Seriously, it’s because of rival strategies and executive intrigue that CNN+ failed. How about the idea that it was trying to get a population to pay for a product that they haven’t been able to give away free.

God how stupid do they think we are?


Nothing illustrates how deadly the idea of people being able to make their case to the general public without leftist censorship to the electoral prospects of Democrats as the complete and utter meltdown of the left over the Elon Musk purchase of Twitter.

Again when your opponents have bad arguments it’s not hard to dispute them, when they have better arguments that’s the time to rethink your positions or panic. The left has chosen the later

As Ann Althouse put it: “It’s interesting how much free speech the opponents of free of speech already have.”


Anyone surprised by Russia’s move to cut of Gas to Poland and Bulgaria has no sense of history or of how Russia thinks.

In terms of how they think, anyone who has followed this history of the last 200 years knows that once Russians decide someone is their enemy no amount of local hardship is unendurable if it causing said enemies to suffer. That’s how Putin will sell it to his people and they’ll buy it.

Secondly all of the history of the last forty years of the USSR & Russia funding groups in the west to decrease energy self sufficiency was precisely for this eventually where Russia would force their potential foes into tough choices.

Not sure how this ends.


Speaking of Russia and the war while I distrust all the various sources all we have seen thus far shows the weakness of the crony system of procurement.

When you’re busy stealing and skimming it can be a problem when suddenly the equipment you have turns out to be substandard. Furthermore in a Kleptocrocary which in many ways Russia is the idea that you would use state funds to enrich yourself rather than solve a problem is considered the norm.

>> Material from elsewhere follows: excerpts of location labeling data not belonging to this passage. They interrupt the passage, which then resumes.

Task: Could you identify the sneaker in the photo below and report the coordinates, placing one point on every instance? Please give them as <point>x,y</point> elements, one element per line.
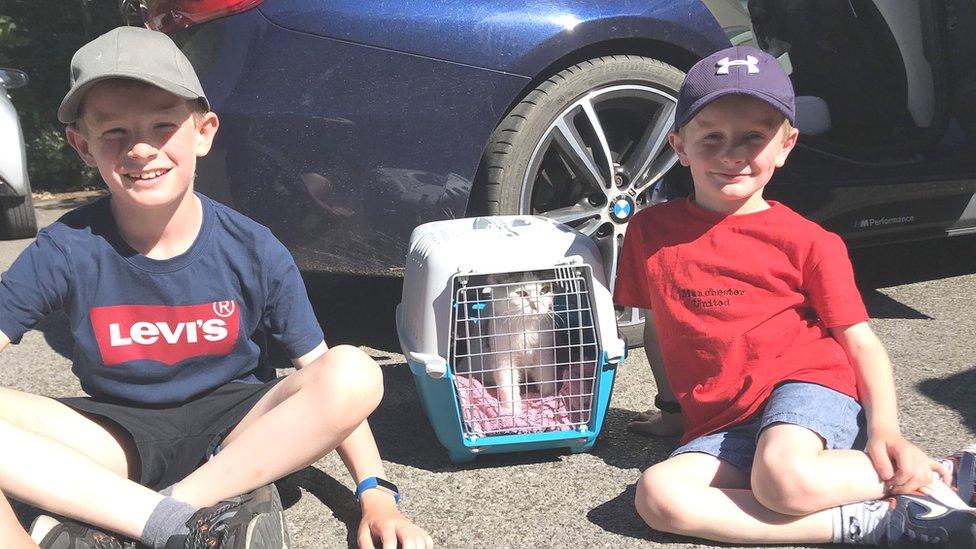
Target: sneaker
<point>929,521</point>
<point>51,533</point>
<point>963,465</point>
<point>253,521</point>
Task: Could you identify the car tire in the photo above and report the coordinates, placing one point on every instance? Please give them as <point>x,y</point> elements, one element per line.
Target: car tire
<point>506,186</point>
<point>17,217</point>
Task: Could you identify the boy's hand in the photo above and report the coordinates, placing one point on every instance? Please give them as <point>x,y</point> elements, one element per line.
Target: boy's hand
<point>383,526</point>
<point>901,465</point>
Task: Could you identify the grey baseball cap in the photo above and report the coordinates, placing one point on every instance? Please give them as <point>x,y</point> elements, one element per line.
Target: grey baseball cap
<point>136,54</point>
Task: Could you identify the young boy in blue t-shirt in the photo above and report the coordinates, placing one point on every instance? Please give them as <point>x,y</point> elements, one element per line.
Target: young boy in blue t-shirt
<point>172,300</point>
<point>780,380</point>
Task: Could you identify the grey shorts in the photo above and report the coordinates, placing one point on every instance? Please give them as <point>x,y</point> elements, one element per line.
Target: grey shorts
<point>165,444</point>
<point>837,418</point>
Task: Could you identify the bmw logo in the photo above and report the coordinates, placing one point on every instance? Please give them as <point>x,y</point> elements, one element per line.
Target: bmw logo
<point>621,209</point>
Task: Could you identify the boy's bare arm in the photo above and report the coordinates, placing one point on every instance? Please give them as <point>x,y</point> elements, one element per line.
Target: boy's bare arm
<point>901,465</point>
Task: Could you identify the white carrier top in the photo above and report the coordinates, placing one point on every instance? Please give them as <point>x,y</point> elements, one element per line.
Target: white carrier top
<point>441,250</point>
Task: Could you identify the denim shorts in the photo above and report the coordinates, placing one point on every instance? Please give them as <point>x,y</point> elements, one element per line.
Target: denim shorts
<point>837,418</point>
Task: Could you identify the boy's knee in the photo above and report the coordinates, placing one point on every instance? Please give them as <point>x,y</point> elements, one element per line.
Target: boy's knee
<point>348,372</point>
<point>658,502</point>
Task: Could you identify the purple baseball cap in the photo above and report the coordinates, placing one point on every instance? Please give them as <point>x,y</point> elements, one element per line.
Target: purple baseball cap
<point>741,70</point>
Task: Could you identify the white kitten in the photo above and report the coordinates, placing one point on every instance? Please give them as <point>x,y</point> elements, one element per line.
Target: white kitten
<point>520,338</point>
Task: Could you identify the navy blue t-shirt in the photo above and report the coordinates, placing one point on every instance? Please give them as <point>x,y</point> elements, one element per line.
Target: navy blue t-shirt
<point>150,331</point>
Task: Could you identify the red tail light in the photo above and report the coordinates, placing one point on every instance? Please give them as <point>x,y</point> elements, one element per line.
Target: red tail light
<point>173,15</point>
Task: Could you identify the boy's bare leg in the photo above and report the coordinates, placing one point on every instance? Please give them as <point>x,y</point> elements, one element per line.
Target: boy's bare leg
<point>62,462</point>
<point>304,417</point>
<point>794,485</point>
<point>701,496</point>
<point>11,533</point>
<point>793,474</point>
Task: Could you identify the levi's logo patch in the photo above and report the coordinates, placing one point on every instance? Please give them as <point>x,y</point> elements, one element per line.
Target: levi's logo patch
<point>165,333</point>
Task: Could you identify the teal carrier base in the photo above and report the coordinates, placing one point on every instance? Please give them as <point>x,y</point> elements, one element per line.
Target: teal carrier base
<point>509,331</point>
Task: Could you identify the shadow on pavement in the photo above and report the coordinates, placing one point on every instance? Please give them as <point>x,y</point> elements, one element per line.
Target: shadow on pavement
<point>956,393</point>
<point>881,306</point>
<point>336,497</point>
<point>357,310</point>
<point>618,516</point>
<point>906,263</point>
<point>623,449</point>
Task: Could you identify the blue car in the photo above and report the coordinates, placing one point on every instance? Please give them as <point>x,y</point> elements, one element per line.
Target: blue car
<point>345,124</point>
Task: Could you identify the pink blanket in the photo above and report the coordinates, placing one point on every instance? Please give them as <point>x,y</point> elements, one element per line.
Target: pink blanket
<point>570,407</point>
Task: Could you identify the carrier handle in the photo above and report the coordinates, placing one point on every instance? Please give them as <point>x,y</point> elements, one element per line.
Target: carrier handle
<point>435,366</point>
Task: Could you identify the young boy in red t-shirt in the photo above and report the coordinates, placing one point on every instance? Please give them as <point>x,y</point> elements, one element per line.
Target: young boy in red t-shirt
<point>767,348</point>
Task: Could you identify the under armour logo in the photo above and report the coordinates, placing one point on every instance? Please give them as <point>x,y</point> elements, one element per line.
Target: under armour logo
<point>751,62</point>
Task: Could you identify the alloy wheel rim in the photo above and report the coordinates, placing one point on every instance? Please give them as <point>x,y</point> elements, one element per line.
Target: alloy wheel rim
<point>600,161</point>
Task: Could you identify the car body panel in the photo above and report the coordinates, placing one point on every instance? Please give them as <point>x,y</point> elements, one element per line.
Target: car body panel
<point>13,154</point>
<point>353,161</point>
<point>506,35</point>
<point>344,125</point>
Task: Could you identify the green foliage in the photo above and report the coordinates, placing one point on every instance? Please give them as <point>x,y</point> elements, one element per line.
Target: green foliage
<point>39,37</point>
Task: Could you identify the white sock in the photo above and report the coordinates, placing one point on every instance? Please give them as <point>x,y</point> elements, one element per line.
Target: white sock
<point>860,523</point>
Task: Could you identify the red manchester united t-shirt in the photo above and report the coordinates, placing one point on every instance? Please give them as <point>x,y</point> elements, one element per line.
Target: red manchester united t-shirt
<point>741,304</point>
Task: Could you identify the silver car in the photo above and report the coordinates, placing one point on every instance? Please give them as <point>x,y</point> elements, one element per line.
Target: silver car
<point>17,218</point>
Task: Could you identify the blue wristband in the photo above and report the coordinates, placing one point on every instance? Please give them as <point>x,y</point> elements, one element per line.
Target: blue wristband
<point>377,482</point>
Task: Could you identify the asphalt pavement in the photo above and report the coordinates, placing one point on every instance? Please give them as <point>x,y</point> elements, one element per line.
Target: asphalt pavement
<point>921,296</point>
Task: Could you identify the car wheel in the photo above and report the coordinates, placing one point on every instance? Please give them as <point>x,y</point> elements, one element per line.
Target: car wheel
<point>587,147</point>
<point>17,218</point>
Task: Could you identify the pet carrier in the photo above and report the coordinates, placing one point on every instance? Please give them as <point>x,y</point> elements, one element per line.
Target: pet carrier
<point>510,333</point>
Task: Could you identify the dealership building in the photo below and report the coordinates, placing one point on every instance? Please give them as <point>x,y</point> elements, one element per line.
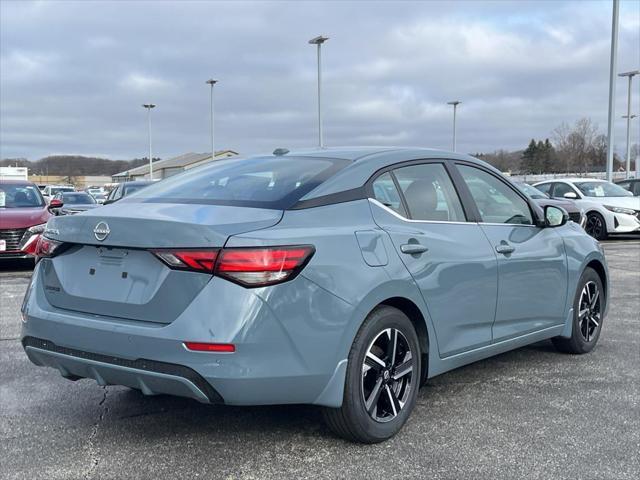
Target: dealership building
<point>171,166</point>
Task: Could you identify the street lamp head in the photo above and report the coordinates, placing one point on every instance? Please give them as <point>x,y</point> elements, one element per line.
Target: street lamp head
<point>318,40</point>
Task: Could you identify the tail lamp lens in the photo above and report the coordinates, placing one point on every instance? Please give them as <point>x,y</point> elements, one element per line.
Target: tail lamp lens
<point>249,267</point>
<point>196,260</point>
<point>262,266</point>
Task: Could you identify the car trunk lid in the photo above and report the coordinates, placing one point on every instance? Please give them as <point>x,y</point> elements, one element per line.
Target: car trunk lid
<point>118,276</point>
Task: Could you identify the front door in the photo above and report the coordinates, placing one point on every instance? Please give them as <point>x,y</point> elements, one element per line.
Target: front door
<point>449,258</point>
<point>532,265</point>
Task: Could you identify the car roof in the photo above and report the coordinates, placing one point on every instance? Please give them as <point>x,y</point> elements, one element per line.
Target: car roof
<point>137,182</point>
<point>571,180</point>
<point>365,161</point>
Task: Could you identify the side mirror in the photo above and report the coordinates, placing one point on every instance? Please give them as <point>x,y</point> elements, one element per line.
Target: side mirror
<point>555,216</point>
<point>54,203</point>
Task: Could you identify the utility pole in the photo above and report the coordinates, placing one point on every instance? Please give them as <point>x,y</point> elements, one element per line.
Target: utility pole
<point>612,87</point>
<point>212,82</point>
<point>455,104</point>
<point>319,41</point>
<point>628,116</point>
<point>149,106</point>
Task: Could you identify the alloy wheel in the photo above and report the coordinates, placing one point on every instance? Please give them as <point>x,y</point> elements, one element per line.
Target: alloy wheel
<point>387,375</point>
<point>589,310</point>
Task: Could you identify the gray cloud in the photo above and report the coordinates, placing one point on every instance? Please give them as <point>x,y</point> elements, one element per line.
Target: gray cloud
<point>73,74</point>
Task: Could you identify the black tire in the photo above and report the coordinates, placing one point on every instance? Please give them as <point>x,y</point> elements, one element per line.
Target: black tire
<point>582,339</point>
<point>596,226</point>
<point>353,421</point>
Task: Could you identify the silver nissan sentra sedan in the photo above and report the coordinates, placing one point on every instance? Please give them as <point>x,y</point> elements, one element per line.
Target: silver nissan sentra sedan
<point>343,278</point>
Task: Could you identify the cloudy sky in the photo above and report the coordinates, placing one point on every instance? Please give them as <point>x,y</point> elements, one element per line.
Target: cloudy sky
<point>74,74</point>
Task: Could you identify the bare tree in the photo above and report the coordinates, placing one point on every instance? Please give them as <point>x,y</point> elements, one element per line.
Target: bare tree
<point>578,146</point>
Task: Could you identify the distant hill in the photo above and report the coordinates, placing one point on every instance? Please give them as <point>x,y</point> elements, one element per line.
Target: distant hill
<point>74,165</point>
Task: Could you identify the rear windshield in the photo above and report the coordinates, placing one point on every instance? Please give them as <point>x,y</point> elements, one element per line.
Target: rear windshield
<point>267,182</point>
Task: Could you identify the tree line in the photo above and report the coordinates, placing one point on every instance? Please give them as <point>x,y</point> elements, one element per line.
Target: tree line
<point>577,148</point>
<point>74,165</point>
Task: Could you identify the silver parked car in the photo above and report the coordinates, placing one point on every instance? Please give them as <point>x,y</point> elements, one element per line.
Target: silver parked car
<point>343,278</point>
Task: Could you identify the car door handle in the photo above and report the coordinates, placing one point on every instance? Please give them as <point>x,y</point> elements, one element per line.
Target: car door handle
<point>413,248</point>
<point>505,248</point>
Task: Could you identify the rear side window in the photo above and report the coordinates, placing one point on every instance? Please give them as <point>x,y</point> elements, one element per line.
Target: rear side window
<point>561,188</point>
<point>545,188</point>
<point>385,191</point>
<point>496,201</point>
<point>267,182</point>
<point>429,193</point>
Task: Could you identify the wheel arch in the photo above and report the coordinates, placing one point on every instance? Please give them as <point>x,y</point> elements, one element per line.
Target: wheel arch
<point>602,273</point>
<point>413,312</point>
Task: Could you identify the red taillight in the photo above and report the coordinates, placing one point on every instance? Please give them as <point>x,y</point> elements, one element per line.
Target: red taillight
<point>31,247</point>
<point>250,267</point>
<point>255,267</point>
<point>210,347</point>
<point>196,260</point>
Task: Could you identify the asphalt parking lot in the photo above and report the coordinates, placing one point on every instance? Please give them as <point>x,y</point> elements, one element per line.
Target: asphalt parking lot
<point>530,413</point>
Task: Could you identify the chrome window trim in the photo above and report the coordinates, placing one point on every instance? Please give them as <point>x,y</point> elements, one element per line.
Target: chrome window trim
<point>410,220</point>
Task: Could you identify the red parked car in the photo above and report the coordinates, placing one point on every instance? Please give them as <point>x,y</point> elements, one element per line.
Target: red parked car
<point>23,216</point>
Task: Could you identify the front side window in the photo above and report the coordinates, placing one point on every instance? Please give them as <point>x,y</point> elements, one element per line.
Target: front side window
<point>601,189</point>
<point>267,182</point>
<point>429,193</point>
<point>20,196</point>
<point>496,201</point>
<point>385,191</point>
<point>561,188</point>
<point>544,188</point>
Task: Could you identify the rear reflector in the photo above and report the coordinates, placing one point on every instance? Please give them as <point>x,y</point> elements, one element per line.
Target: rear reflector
<point>210,347</point>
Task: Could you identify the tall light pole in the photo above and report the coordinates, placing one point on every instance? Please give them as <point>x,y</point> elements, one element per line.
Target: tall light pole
<point>612,87</point>
<point>629,117</point>
<point>149,106</point>
<point>319,41</point>
<point>212,82</point>
<point>455,104</point>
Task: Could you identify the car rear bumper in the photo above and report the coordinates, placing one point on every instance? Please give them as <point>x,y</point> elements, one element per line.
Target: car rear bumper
<point>150,377</point>
<point>268,366</point>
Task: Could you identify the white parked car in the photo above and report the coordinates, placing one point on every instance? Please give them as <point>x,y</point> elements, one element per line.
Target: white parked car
<point>609,208</point>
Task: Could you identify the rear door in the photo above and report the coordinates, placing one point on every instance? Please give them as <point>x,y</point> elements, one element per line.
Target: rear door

It’s very possible that the Russia’s performance in the war in Ukraine is the natural end result and this time around there won’t be the US sending convoys of arms and equipment to save them.


Finally I got an oil bill earlier this month that perfectly illustrates the cost of a stolen election.

It was a split bill for the 180 gallons of oil I got. Half of it was priced at the pre-pay price that I paid under Trump before the election. The other half showed the current price under Biden.

You can talk about the costs of a stolen election in terms of what it’s done to our country, our foreign policy and our freedoms but I have a concrete figure of how much this stolen election is costing me in cash. And that cost is a full week’s take home pay every time oil is delivered.